Example instructions and examiner questions:
- "Hold the device up to your eyes and look into the eye piece as if you're reading a book."
- "What number is the white arrow pointing to?"
- It is important for the examiner to ask "Is it actually pointing to the number (e.g. number 4) or in between two numbers (e.g. between the numbers 3 and 5)?" This avoids possible confusion as only the odd numbers show on one side of the scale and the even figures on the other, if misinterpreted, diagnosis may be incorrect.
- "What number is the red arrow pointing to?"
- "I want you to lift the red torsion lever and hold it parallel to the red arrow."

== Recording ==
Example:
1. MW: cc exo 10∆ R/L 7∆ excyclo 4° OR MW: cc -10∆ R/L 7∆ excyclo 4°
2. MW cc eso 5∆ ө

Key:

| Symbol | Meaning/Definition |
|---|---|
| ∆ | Prism Dioptres (i.e. measurement of deviation) |
| ° | Degrees (i.e. measurement of deviation) |
| - | Exo-deviation |
| + | Eso-deviation |
| ө | No Vertical Deviation |
| ɸ | No Horizontal Deviation |
| cc | With optical correction |
| sc | Without optical correction |

== Interpretation ==
With the maddox wing, you cannot differentiate between a manifest deviation or latent deviation.

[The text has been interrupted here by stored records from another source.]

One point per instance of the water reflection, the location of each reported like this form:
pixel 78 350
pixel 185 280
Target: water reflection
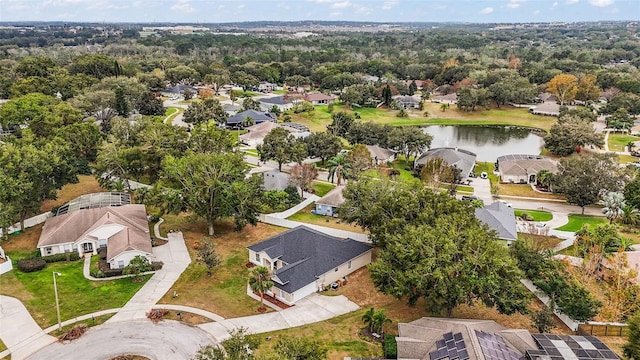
pixel 488 142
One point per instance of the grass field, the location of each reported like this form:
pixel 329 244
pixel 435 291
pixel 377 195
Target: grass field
pixel 537 215
pixel 576 221
pixel 618 142
pixel 223 293
pixel 318 119
pixel 306 216
pixel 87 184
pixel 77 295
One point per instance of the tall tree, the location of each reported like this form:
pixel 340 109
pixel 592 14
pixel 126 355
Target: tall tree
pixel 281 146
pixel 260 281
pixel 564 87
pixel 323 145
pixel 431 246
pixel 213 186
pixel 339 167
pixel 582 177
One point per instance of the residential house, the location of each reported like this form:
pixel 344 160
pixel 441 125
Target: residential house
pixel 328 205
pixel 239 120
pixel 123 230
pixel 500 218
pixel 380 155
pixel 462 159
pixel 303 261
pixel 282 102
pixel 407 102
pixel 523 168
pixel 445 99
pixel 319 99
pixel 462 339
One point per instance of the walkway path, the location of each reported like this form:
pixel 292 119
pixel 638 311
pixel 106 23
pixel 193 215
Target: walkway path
pixel 313 308
pixel 176 258
pixel 19 331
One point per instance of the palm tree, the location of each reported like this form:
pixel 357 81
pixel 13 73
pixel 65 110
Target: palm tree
pixel 260 282
pixel 379 319
pixel 613 204
pixel 630 215
pixel 339 167
pixel 368 318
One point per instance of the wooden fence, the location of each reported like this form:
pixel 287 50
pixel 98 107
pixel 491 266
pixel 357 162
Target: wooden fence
pixel 603 329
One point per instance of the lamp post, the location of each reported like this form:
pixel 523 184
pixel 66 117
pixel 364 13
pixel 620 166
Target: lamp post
pixel 55 290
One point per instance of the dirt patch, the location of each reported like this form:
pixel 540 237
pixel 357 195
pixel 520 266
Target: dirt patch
pixel 87 184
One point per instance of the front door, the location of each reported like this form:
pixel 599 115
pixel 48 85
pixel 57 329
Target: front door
pixel 87 247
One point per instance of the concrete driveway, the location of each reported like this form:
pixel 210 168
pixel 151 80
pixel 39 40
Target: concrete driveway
pixel 166 340
pixel 18 330
pixel 313 308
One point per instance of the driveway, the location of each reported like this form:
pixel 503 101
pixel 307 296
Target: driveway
pixel 18 330
pixel 166 340
pixel 176 258
pixel 313 308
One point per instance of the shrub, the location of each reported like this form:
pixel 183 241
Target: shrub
pixel 70 256
pixel 31 264
pixel 390 347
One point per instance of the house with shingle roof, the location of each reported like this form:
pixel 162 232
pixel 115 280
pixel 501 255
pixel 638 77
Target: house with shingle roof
pixel 328 205
pixel 303 261
pixel 501 218
pixel 523 168
pixel 123 230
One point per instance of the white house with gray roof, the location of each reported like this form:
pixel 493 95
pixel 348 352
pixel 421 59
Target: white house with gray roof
pixel 501 218
pixel 303 261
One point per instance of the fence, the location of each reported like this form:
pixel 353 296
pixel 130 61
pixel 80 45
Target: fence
pixel 603 329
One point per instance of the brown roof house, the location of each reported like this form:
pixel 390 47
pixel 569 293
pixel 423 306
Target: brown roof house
pixel 523 168
pixel 328 205
pixel 462 339
pixel 123 230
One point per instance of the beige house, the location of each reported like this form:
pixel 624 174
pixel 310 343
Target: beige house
pixel 523 168
pixel 303 261
pixel 123 230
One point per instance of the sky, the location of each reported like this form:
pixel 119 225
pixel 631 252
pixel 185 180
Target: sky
pixel 216 11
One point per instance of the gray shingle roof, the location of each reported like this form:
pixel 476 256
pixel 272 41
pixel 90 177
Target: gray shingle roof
pixel 499 217
pixel 308 254
pixel 257 116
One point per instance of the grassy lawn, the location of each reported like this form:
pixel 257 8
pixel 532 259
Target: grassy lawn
pixel 618 142
pixel 306 216
pixel 87 184
pixel 223 293
pixel 340 333
pixel 537 215
pixel 321 188
pixel 318 119
pixel 576 221
pixel 525 190
pixel 77 295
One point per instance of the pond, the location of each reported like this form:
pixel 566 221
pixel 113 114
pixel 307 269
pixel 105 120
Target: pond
pixel 488 142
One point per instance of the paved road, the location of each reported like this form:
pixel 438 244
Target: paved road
pixel 167 340
pixel 18 330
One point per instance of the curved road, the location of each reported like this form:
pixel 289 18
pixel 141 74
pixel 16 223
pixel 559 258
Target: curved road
pixel 166 340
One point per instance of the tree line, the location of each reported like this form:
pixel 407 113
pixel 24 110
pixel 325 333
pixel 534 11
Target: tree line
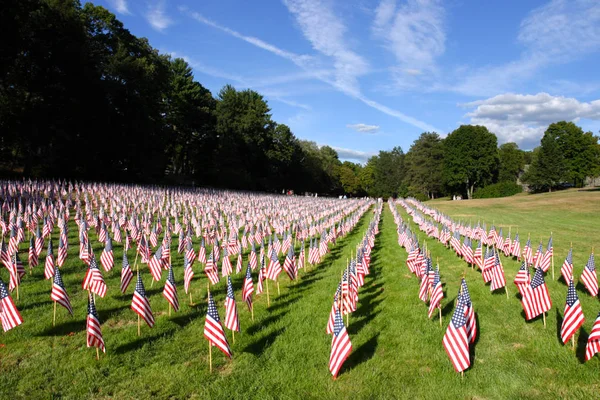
pixel 83 98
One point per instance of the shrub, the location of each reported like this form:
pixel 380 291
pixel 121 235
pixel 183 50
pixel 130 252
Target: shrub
pixel 500 189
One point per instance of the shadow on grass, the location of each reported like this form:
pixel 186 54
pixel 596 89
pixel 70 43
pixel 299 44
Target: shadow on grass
pixel 259 346
pixel 362 354
pixel 146 338
pixel 65 328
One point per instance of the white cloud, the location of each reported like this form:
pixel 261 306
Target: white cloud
pixel 305 63
pixel 120 6
pixel 349 154
pixel 363 128
pixel 414 32
pixel 524 118
pixel 157 17
pixel 327 34
pixel 558 32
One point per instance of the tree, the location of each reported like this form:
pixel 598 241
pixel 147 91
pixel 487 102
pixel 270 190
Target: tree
pixel 470 158
pixel 424 164
pixel 511 162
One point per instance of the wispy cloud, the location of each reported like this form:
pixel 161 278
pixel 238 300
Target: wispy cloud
pixel 558 32
pixel 363 128
pixel 157 17
pixel 524 118
pixel 120 6
pixel 414 32
pixel 307 63
pixel 349 154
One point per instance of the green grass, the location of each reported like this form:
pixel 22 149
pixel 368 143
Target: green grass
pixel 397 351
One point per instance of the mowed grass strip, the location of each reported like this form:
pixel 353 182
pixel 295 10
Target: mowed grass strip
pixel 514 358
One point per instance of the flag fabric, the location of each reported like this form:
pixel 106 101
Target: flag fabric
pixel 341 347
pixel 93 280
pixel 9 315
pixel 573 317
pixel 93 330
pixel 535 296
pixel 213 331
pixel 437 294
pixel 49 263
pixel 456 339
pixel 140 303
pixel 232 321
pixel 248 287
pixel 126 274
pixel 589 278
pixel 593 344
pixel 170 290
pixel 59 294
pixel 567 268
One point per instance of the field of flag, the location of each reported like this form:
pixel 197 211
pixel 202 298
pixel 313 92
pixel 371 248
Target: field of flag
pixel 390 300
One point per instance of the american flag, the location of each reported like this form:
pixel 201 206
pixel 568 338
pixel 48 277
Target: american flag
pixel 456 339
pixel 9 315
pixel 573 316
pixel 94 281
pixel 274 267
pixel 593 344
pixel 49 264
pixel 126 274
pixel 93 330
pixel 211 271
pixel 535 296
pixel 522 278
pixel 289 264
pixel 341 347
pixel 59 294
pixel 248 287
pixel 437 294
pixel 33 257
pixel 170 290
pixel 188 274
pixel 465 297
pixel 62 251
pixel 213 331
pixel 589 278
pixel 140 303
pixel 107 258
pixel 567 268
pixel 232 322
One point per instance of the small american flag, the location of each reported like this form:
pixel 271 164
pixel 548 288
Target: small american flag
pixel 248 287
pixel 140 303
pixel 456 340
pixel 341 347
pixel 9 315
pixel 213 331
pixel 573 316
pixel 535 296
pixel 589 278
pixel 126 274
pixel 170 290
pixel 567 268
pixel 93 330
pixel 593 344
pixel 59 294
pixel 232 321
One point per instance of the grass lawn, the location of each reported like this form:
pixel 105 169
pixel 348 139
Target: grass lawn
pixel 284 353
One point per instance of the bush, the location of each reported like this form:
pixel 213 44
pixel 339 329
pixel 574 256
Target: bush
pixel 500 189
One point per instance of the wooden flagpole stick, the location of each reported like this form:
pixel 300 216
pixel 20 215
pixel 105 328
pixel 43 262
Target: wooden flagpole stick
pixel 268 298
pixel 552 256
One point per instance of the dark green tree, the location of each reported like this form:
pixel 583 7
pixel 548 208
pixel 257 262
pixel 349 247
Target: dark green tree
pixel 470 158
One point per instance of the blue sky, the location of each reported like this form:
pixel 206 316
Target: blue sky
pixel 363 76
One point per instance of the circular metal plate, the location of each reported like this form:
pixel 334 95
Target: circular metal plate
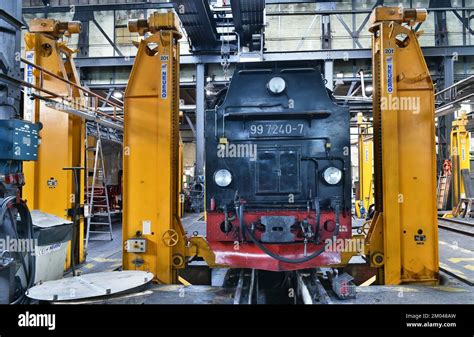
pixel 90 285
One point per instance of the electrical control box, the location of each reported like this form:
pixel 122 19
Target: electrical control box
pixel 19 140
pixel 135 246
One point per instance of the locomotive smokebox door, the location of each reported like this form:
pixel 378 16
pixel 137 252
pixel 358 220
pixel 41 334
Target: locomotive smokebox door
pixel 278 229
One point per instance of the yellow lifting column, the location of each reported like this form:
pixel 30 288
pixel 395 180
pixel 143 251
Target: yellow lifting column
pixel 460 156
pixel 49 187
pixel 366 170
pixel 151 157
pixel 403 239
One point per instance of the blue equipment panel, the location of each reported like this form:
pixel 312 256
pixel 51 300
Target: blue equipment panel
pixel 19 140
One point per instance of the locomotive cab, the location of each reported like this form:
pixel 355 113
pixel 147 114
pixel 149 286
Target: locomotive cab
pixel 278 179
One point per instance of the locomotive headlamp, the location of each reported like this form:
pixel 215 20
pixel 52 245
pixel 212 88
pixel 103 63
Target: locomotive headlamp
pixel 223 178
pixel 276 85
pixel 332 175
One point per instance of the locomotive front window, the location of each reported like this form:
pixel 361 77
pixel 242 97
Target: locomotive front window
pixel 278 171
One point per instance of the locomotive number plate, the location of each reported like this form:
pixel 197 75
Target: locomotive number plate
pixel 276 129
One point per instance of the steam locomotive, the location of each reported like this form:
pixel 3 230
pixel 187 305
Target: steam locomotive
pixel 278 179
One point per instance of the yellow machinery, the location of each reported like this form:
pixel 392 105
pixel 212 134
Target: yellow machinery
pixel 403 238
pixel 366 180
pixel 49 187
pixel 460 156
pixel 154 237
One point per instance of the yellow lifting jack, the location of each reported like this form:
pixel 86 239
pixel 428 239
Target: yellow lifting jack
pixel 154 237
pixel 49 187
pixel 366 173
pixel 403 238
pixel 460 157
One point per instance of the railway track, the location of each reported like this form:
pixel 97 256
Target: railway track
pixel 457 225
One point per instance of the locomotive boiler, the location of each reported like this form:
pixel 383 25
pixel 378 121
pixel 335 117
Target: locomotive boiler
pixel 278 178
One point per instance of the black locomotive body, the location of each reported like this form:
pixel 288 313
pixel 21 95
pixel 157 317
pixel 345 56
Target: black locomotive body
pixel 278 177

The white arrow on the white X-Axis measures for horizontal deviations in which, odd numbers represent eso deviations and even numbers represents exo deviations. The red arrow on the red Y-Axis measures for vertical deviations; odd numbers represent right hyper deviations and even numbers represents left hyper deviations. In the absence of a deviated eye, both red and white arrows point to zero, indicating that there is no deviation present. The presence of torsion is determined subjectively; the patient is instructed to take hold of the torsion lever and make it straight.

== Advantages ==
- Time efficient method of measuring strabismus
- Measures horizontal, vertical and torsional deviations
- Hand held instrument
- Not a difficult skill to learn and since the numbers can be read only the patient accommodates sufficiently which makes the test much more reliable
- Can be used on children

== Disadvantages ==
- Contraindicated where abnormal retinal correspondence (ARC) or suppression are present
- The dissociative nature of the test may cause irregularities in measurements
- Does not differentiate between latent and manifest strabismus
- Septa is easily bent, may lead to incorrect results as one eye sees both arrows and numbers
- Cannot be performed in the distance

== Considerations ==
- Time must be allowed for dissociation of the eyes to take place
- Numbers and arrows should be seen clearly. Relaxation of accommodation can result in an increase in exophoria and a decrease in esophoria, leading to an inaccurate result
- The examiner should check the function of the Maddox Wing Instrument before use; the septa can be easily bent, leading to the septa not covering the intended view. When that happens one eye can see both arrows and numbers which gives inaccurate results.